NOx and VOC control equipment or programs may address specific industrial processes, or focus on on-road vehicles, non-road equipment such as locomotives, and nonpoint sources such as small industrial boilers, dry cleaners, and consumer solvents. Pollution prevention measures such as use of non- or low-VOC content solvents and coatings can also be part of an effective ozone control strategy.

On April 15, 2004, EPA designated 432 counties, including Mahoning and Trumbull counties in our region, and 42 partial counties as nonattainment areas for the 8-hour ozone standard, and these areas face deadlines between 2007 and 2024 (depending on the severity of their ozone problem) for attaining that standard.
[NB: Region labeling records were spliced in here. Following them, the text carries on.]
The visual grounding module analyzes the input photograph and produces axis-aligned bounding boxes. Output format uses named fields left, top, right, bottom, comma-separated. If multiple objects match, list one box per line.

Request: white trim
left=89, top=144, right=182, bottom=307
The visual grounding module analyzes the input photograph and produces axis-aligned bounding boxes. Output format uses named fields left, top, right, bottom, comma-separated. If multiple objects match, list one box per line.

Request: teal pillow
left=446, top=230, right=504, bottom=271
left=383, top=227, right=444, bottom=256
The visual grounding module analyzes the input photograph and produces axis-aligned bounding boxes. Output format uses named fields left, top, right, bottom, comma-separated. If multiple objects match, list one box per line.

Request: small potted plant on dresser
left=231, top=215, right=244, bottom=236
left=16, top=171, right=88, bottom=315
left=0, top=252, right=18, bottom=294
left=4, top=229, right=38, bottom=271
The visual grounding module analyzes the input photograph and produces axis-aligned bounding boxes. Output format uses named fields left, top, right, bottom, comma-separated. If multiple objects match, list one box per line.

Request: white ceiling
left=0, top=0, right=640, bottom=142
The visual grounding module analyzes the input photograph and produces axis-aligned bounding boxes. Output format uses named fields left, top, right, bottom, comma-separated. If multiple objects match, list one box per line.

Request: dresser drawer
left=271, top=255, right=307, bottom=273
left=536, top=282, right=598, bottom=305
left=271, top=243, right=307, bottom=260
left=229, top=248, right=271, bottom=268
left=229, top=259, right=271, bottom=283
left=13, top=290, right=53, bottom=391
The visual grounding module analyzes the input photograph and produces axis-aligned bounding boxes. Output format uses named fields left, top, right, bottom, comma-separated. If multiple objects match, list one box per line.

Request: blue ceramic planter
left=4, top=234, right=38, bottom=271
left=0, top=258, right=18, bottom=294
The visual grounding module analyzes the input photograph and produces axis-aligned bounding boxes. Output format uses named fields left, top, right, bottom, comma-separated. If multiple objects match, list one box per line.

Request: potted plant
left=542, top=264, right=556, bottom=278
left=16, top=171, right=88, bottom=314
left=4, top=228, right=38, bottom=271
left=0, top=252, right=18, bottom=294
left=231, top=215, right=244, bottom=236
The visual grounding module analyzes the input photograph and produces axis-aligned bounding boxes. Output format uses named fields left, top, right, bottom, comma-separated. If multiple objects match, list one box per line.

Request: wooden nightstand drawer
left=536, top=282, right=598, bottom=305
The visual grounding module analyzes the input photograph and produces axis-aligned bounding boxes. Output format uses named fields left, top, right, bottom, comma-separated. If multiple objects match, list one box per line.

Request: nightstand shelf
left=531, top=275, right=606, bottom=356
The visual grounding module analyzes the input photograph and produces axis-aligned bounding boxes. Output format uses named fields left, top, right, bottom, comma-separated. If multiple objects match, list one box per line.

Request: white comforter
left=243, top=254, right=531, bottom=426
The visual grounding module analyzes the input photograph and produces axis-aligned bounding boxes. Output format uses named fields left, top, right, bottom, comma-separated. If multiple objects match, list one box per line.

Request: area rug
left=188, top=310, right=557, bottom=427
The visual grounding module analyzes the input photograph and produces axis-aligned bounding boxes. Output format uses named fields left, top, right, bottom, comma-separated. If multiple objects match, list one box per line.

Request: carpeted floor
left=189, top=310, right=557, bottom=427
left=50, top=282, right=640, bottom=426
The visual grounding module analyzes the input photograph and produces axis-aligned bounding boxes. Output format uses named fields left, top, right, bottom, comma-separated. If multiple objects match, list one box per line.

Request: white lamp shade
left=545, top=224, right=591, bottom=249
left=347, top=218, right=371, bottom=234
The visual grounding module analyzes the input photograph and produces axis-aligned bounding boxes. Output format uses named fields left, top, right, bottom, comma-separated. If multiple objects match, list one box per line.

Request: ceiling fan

On March 15, 2005, EPA announced the Clean Air Interstate Rule (CAIR), which addresses ozone transport across the boundaries of 25 states and the District of Columbia. CAIR contains reduction targets for NOx during the summer that can be met through a cap-and-trade system for electric utilities.

Particle Pollution

What is Particle Pollution?

Particle pollution or what is also commonly referred to as soot or PM2.5 are tiny solid particles and liquid droplets measuring only 2.5 micrometers in size, or 40 times smaller than a grain of table salt! Particle pollution is released into our air by cars, trucks, power plants, industrial facilities, as well as from residential fireplaces. Unlike ozone, particle pollution does not need sunlight or heat to form. As a result, particle pollution can occur year-round.

Health Concerns

Because of its microscopic size, particle pollution can be inhaled deeply into our lungs causing serious health problems. Exposure to particle pollution can aggravate lung diseases such as asthma and bronchitis, causing increased medication use and doctor visits.

Particle pollution exposure has also been linked to heart attacks and cardiac arrhythmias. Particle pollution can change the variability of your heart rate making you more susceptible to heart attacks. People with heart disease such as congestive heart disease, coronary artery disease and chronic obstructive pulmonary disease are at greater risk.